Where did this idea come from? Probably from the perfectly reasonable idea that people are affected by "externalities" arising from how others used nearby property. At one time, this idea might have limited to the most obvious externalities such as odor and pollution from a factory. 

But in the 20th century, zoning enabling acts and zoning codes gave city councils virtually unlimited discretion to regulate land development. Since city councillors have to run for reelection, they began to heed the voice of NIMBY (Not In My Back Yard) activists in their districts.

And because NIMBY activists had so much power over development, they used that power to interpret the concept of externalities so broadly that nearly anything could be interpreted as an externality. If a project is more affordable than the rest of the neighborhood, that is now an externality, because it could lower property values or worse still, bring in poorer people (who would not only lower property values, but create all manner of mayhem). If the project is more expensive, that's equally bad: it could lead to something called "gentrification." Even if the project is neither more or less affordable than the rest of the neighborhood, neighbors can always find an aesthetic ground to object: if the project is not identical to the existing monoculture, it is "out of character" with the neighborhood.

Ultimately, the neighborhood veto creates its own externalities, thus defeating its own reason for existence.
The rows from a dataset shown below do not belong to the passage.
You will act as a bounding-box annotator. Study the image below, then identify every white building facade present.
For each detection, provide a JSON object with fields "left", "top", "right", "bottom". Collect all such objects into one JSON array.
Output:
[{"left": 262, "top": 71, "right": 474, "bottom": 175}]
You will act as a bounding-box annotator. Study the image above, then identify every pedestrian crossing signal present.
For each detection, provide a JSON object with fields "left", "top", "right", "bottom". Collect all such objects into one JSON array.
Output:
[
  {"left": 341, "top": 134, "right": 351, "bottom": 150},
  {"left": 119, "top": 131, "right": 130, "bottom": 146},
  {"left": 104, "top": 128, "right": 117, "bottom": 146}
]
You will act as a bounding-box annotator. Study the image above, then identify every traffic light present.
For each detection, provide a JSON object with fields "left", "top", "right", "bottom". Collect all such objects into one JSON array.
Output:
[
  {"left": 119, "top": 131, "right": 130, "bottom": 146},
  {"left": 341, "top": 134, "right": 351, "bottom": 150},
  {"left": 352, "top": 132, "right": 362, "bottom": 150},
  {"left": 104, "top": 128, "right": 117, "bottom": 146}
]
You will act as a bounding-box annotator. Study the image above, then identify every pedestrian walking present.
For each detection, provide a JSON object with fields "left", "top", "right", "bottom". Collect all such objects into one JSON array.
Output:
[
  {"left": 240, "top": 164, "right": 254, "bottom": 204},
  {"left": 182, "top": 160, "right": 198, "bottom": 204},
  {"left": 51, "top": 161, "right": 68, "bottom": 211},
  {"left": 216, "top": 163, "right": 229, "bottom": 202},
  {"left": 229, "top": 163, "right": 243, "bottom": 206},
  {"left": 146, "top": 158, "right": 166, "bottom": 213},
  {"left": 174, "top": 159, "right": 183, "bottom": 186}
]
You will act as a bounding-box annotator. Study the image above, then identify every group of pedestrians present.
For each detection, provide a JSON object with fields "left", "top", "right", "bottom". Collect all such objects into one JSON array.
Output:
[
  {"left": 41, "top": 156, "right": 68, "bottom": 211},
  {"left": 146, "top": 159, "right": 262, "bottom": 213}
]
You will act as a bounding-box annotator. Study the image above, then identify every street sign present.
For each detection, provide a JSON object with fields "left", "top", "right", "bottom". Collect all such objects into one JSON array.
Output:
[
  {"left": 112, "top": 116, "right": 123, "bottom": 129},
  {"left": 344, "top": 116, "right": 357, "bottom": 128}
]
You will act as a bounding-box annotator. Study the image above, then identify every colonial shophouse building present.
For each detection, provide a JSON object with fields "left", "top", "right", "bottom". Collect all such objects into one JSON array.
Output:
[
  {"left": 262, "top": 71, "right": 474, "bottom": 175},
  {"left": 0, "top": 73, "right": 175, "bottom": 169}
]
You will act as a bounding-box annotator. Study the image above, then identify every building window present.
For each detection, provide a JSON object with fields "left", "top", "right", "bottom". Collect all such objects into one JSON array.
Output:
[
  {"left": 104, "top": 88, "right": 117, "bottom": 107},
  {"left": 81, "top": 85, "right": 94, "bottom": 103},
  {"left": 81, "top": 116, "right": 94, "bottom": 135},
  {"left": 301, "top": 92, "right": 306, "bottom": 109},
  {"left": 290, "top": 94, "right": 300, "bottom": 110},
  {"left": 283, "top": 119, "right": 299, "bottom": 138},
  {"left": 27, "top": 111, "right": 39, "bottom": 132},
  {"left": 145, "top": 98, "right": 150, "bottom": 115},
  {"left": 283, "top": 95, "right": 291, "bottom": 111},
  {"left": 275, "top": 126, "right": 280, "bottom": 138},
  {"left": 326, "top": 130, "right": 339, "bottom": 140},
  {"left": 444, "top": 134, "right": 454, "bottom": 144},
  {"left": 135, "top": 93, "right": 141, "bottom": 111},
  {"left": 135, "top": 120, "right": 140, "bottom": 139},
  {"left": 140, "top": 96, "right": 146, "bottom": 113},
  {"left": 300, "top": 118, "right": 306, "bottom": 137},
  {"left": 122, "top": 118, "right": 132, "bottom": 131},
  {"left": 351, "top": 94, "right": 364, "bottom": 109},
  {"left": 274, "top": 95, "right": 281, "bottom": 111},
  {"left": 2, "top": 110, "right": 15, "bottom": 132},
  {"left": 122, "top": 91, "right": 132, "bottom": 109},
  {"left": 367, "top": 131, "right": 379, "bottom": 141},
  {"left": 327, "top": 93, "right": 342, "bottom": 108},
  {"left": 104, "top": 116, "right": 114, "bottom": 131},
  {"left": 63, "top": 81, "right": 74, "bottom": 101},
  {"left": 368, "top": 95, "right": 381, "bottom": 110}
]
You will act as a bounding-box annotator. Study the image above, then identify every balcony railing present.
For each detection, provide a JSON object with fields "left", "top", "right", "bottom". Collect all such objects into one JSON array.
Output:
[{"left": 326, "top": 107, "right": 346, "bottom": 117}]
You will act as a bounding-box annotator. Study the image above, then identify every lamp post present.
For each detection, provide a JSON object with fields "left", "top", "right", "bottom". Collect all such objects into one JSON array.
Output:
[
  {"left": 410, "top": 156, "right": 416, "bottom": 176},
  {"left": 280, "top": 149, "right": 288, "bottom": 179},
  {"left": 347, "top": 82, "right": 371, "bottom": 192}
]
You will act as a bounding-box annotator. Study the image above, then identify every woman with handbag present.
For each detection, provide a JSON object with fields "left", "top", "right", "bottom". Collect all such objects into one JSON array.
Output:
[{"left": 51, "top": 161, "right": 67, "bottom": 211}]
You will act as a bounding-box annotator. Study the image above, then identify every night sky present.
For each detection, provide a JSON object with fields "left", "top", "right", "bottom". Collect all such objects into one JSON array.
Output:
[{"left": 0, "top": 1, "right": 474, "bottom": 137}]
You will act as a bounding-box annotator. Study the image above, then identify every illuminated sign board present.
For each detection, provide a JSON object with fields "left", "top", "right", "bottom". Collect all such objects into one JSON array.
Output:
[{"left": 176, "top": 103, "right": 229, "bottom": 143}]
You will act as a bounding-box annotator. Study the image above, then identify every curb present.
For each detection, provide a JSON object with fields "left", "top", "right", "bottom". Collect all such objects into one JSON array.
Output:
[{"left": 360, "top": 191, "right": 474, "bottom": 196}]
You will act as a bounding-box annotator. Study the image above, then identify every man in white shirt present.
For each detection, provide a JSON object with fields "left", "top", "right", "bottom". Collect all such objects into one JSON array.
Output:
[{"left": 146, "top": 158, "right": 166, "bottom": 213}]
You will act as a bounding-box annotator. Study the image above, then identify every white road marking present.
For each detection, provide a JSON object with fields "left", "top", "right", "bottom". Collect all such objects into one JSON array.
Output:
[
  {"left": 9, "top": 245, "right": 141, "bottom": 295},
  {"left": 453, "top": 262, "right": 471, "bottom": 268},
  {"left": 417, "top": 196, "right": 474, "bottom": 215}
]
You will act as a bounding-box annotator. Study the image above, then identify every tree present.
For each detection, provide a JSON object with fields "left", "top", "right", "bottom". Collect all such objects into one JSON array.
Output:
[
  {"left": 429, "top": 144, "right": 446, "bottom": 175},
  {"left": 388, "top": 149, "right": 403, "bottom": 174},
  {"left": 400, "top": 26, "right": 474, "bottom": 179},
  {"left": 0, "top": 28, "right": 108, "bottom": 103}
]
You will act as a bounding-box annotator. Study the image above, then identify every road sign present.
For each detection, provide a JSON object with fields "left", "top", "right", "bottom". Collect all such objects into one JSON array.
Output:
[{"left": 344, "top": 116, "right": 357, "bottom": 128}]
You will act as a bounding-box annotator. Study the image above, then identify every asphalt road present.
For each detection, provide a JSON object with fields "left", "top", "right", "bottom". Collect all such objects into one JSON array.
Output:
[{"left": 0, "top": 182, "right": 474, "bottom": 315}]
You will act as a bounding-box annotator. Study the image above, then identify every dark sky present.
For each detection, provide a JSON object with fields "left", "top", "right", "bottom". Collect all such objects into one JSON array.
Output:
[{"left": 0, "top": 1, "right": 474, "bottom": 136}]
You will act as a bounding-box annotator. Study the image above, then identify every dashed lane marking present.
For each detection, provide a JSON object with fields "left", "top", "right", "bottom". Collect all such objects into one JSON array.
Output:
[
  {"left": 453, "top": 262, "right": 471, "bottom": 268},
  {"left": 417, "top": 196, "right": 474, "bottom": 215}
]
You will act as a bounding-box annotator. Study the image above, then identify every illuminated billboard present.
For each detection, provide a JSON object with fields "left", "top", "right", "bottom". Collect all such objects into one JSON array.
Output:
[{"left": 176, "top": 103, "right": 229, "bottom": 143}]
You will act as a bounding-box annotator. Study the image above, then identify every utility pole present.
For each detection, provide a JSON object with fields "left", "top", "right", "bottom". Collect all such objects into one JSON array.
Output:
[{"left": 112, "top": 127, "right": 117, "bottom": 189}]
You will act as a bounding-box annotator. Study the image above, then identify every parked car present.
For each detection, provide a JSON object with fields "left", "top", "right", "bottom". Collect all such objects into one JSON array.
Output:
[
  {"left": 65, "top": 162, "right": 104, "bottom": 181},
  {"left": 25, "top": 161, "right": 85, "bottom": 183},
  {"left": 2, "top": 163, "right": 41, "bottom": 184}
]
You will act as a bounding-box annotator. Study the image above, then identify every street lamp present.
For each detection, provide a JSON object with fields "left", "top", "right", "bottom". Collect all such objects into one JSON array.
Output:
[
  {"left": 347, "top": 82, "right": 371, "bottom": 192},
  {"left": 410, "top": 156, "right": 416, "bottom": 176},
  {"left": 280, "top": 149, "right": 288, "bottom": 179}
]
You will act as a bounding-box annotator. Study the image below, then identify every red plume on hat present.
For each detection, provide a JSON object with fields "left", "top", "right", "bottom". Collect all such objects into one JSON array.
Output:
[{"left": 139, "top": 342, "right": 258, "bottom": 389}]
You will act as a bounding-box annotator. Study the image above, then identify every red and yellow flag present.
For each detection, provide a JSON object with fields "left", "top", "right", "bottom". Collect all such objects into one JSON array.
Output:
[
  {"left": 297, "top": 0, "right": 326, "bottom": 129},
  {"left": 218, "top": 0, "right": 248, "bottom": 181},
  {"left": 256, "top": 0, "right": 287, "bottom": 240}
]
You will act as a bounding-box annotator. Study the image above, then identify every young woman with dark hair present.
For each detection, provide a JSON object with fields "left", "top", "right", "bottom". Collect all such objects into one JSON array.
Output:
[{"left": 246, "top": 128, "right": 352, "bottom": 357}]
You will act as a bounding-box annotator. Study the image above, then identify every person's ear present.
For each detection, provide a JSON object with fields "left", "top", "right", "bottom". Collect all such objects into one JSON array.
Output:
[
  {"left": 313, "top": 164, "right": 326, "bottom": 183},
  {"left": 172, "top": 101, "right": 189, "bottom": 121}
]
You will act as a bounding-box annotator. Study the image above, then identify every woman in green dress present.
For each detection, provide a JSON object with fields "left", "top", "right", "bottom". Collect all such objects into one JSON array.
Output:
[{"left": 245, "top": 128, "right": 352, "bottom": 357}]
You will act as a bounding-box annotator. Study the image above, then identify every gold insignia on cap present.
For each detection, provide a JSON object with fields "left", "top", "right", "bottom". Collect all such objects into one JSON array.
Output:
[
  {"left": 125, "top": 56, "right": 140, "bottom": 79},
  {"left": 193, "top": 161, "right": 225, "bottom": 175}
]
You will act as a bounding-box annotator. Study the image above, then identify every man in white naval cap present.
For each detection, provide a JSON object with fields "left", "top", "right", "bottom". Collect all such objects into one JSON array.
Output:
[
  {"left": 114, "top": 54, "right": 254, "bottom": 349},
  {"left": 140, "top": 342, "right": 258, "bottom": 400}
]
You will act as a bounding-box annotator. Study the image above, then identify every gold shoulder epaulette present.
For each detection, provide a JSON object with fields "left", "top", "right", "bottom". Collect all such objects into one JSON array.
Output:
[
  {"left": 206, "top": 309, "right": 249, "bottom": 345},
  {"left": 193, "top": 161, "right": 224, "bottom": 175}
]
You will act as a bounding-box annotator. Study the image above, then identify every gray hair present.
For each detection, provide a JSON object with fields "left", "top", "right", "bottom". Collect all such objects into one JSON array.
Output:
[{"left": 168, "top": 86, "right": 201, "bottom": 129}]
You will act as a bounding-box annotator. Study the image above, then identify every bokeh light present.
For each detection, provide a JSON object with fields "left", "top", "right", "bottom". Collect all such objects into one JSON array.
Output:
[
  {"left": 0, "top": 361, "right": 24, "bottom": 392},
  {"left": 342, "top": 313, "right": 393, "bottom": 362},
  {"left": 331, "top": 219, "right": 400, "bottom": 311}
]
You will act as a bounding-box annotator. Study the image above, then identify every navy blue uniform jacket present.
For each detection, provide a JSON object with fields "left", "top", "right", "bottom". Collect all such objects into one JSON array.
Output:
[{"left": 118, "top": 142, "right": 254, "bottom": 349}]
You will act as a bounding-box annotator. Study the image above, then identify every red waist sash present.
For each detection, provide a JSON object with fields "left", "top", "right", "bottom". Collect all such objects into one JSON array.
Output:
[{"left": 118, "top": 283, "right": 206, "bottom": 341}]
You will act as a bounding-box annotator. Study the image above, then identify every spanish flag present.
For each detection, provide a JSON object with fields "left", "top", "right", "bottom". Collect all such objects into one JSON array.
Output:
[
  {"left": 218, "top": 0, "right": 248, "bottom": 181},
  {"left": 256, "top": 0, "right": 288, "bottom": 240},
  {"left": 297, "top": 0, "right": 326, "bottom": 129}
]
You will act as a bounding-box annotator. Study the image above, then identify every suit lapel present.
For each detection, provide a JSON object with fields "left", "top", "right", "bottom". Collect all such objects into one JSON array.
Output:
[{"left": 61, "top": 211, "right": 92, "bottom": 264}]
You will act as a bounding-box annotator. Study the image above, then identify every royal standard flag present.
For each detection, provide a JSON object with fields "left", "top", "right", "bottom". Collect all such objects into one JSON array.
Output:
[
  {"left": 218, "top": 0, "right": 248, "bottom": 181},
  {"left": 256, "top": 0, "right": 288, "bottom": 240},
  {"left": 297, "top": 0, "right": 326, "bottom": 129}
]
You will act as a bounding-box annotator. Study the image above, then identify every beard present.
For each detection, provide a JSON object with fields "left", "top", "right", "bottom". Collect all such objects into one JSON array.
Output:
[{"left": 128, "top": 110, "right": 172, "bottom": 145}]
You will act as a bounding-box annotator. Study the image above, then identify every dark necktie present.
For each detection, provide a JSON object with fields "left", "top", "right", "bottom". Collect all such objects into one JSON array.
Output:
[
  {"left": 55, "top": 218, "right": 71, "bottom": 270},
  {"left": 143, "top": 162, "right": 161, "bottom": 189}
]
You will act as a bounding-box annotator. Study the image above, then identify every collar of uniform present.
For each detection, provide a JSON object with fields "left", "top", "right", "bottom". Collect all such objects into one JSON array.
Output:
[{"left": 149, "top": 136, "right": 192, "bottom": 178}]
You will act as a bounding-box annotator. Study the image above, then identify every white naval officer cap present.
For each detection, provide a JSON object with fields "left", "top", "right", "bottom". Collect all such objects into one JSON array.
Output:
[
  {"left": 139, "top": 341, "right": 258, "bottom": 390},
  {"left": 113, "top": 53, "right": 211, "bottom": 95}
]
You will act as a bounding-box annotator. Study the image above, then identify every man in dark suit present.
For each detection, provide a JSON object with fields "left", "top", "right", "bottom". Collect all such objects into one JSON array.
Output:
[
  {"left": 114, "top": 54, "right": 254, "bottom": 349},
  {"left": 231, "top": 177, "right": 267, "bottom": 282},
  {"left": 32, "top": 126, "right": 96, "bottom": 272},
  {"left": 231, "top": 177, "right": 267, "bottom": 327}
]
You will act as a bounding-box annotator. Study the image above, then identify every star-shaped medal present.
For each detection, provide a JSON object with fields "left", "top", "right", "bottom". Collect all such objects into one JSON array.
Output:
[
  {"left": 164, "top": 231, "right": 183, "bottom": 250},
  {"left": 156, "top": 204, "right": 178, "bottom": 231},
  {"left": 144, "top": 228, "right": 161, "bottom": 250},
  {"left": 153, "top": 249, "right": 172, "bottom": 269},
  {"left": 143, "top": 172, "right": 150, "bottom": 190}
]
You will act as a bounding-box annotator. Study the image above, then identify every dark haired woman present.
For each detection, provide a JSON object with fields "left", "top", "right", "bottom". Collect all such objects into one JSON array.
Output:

If NIMBYs can outlaw any new construction, society ultimately only has two alternatives. First, society can make new housing impossible, causing housing prices to explode. This strategy has been followed in San Francisco, where new housing construction is virtually forbidden. At the height of the housing boom in 2005, the city granted 1.2 housing permits per 10,000 people- less than one-twentieth the state average. (Even Detroit had more, despite the fact that Detroit lost 1/4 of its population during the 2000s). Not surprisingly, San Francisco is much more expensive than other mid-sized cities. Second, society can allow new housing where there is no one to object- that is, in farmland. This leads to lots of new housing in places without public transit, thus causing lots of greenhouse gas emissions and other forms of pollution, and increasing everyone's transportation costs.

It could be argued that neighbors have relied on the status quo. But this argument is a self-fulfilling prophecy: if the political process tells people that they can veto any nearby development, of course they will think this is a normal state of affairs. Moreover, the costs of the NIMBY veto itself destroys the reliance interests of others: those of us who settle in a region expecting not to be driven out by sky-high housing costs, or who expect to live without lung cancer and other negative results of regionwide and worldwide pollution.

It therefore seems to me that the NIMBY veto has outlived its usefulness, and that neighbors' "right" to veto nearby development has been so widely abused that it should be eliminated. The more difficult question (for me) is: what procedural mechanisms do we create to eliminate this veto?